Fr 3.08.18 20:20 Hochsommer

Krähen und Dohlen stehen mit weit geöffneten Schnäbeln auf abgeernteten Feldern. Ich kühle mich mit Campari und literweise Zitronenwasser. Das Leben ist angenehm, ich schwitze zwar, aber die Abende und Nächte sind wundervoll, so dass ich meist spät ins Bett gehe. Heute saß ich auf der Kutsche. Meine Freundin hat mir einen Wickelrock geschneidert, den trage ich seit gestern. Er ist schön und ich trage ihn mit solcher Selbstverständlichkeit, dass er niemandem auffällt. Mir kühlt er (weshalb ich überhaupt einen Rock haben wollte) auf angenehme Art und Weise die private parts. Gestern habe ich mir einen Wunsch erfüllt, mit dem ich seit Wochen schwanger ging und mir eine neue Kamera gekauft. Das PDF zur Bedienung ist 406 Seiten lang.

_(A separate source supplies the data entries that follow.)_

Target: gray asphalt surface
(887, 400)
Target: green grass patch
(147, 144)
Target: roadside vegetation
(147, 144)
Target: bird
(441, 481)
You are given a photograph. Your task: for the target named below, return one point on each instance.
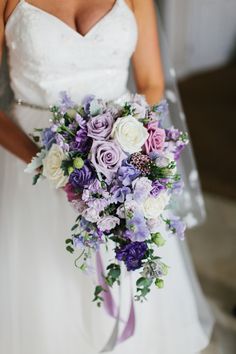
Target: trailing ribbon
(114, 311)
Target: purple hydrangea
(127, 173)
(172, 134)
(81, 178)
(132, 254)
(48, 138)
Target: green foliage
(36, 178)
(113, 274)
(97, 295)
(143, 288)
(159, 283)
(158, 239)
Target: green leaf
(143, 282)
(70, 249)
(159, 283)
(158, 239)
(68, 241)
(36, 178)
(74, 227)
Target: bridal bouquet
(117, 165)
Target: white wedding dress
(45, 302)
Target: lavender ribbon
(114, 311)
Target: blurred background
(201, 37)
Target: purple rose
(132, 254)
(106, 157)
(83, 177)
(82, 142)
(48, 138)
(100, 127)
(157, 187)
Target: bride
(82, 47)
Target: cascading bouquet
(117, 165)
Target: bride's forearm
(153, 94)
(15, 140)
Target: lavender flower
(83, 177)
(108, 223)
(179, 148)
(142, 188)
(100, 127)
(172, 134)
(48, 138)
(132, 254)
(106, 157)
(119, 195)
(61, 141)
(82, 142)
(157, 187)
(177, 227)
(127, 173)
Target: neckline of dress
(57, 19)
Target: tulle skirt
(45, 301)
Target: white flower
(108, 223)
(153, 206)
(91, 214)
(130, 134)
(52, 166)
(36, 162)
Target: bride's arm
(146, 60)
(11, 136)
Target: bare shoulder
(143, 6)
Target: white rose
(130, 134)
(153, 206)
(91, 215)
(52, 166)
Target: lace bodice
(47, 56)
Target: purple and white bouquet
(117, 165)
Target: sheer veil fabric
(45, 302)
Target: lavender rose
(48, 138)
(83, 177)
(106, 156)
(100, 127)
(156, 139)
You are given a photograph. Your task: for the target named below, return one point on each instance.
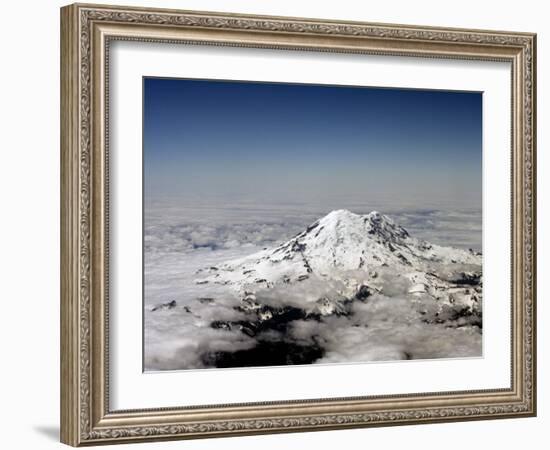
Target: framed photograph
(274, 224)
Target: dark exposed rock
(168, 305)
(363, 293)
(265, 353)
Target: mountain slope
(355, 249)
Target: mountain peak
(339, 241)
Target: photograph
(298, 224)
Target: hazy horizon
(309, 143)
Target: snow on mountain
(364, 255)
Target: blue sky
(287, 141)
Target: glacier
(348, 288)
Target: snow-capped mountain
(361, 255)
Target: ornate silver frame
(86, 31)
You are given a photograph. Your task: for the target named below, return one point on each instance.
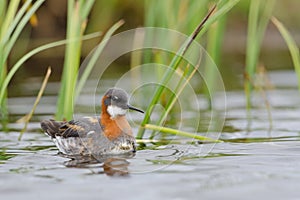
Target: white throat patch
(114, 111)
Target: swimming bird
(108, 134)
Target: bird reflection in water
(114, 165)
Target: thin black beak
(133, 108)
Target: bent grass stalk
(178, 90)
(38, 98)
(223, 7)
(292, 45)
(167, 76)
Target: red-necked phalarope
(109, 134)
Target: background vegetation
(236, 40)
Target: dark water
(258, 160)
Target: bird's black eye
(115, 98)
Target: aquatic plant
(292, 45)
(12, 23)
(222, 8)
(258, 19)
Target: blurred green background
(52, 27)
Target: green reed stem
(95, 57)
(214, 45)
(76, 24)
(37, 100)
(167, 76)
(292, 45)
(258, 18)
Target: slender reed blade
(95, 57)
(258, 19)
(37, 100)
(77, 17)
(174, 64)
(292, 45)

Sa 4.08.18 15:49 Hochsommer

Im Bus saß eine kopftuchverhüllte Afrikanerin mit einem sehr kleinen Kind im Arm. Ihr Mann hielt im Bereich für Kinderwagen und Rollstühle einen Doppelkinderwagen, in einem schlief ein etwa dreijähriges Kind. Der Bus hielt. Ein Mann, groß, blond, etwa 40 Jahre, stieg ein und bat den Afrikaner, er möge Platz machen für seinen Freund, der im Rollstuhl säße. Der Afrikaner sagte, das ginge nicht. Der Mann sagte, Rollstuhlfahrer hätten Priorität vor Kinderwagen. Der Busfahrer bat ebenfalls, Platz zu machen. Der Afrikaner weigerte sich. Seine Frau sprach leise mit ihrem Mann. Sie biss sich auf die Unterlippe. Der blonde Mann sagte, dass er das Verhalten des Afrikaners unverschämt fände. Der Bus stand noch immer, der Eingangsbereich war blockiert. Schließlich stellte der Afrikaner den Doppelkinderwagen quer. Der Mann im Rollstuhl, ein massiver, großer Mensch, passte jetzt gerade daneben. Dafür war aber der Durchgang von vorn versperrt. Der blonde Mann sagte, man sähe sich immer zweimal im Leben. Der Afrikaner sagte nichts. Seine Frau wirkt in sich gekehrt, gejagt, unglücklich.


So.5.08.18 9:57 Hochsommer

Kommentare zum vorigen Beitrag:

Wolf S.:

Wieder so ein Armleuchter....

Hermann Mensing:

Wer jetzt? Ich fand den Afrikaner bescheuert.

Helmut B.:

Unklar.
Wer weiss, wie oft der Afrikaner schon mies angemacht wurde?
Und wenn da kein Platz ist, was soll er denn machen?

Hermann Mensing:

Beiseite rücken.

Ulrike L.:

Wieso musstest du erwähnen, dass die Afrikanerin kopftuchverhüllt und der Hinzugestiegene blond war?

Claus Michael C.:

Ulrike L. Weil die Situation nun einmal so war ...
Unterschwellige "Rassismuskeule" für Hermann ??

Ulrike L.:

Wer keult denn hier?
Das war eine Verständnisfrage. Vielleicht ja ein rhetorisches Mittel?

Hermann Mensing:

Dann ist die Frage ja geklärt.
Der blonde Mann hatte zudem einen Bauch, den Rollstuhlfahrer kannte ich als Draussen-Verkäufer, die Kopftuch tragende Frau kenne ich vom Sehen aus Roxel.

Claus Michael C.:

Ulrike, ich sollte es nicht vertiefen ...
Aber, das war keine Verständnisfrage !
... "kopftuchverhüllt" und "blond" muss nicht hinterfragt werden ...
War genau die Bemerkungen, die ich benannte ...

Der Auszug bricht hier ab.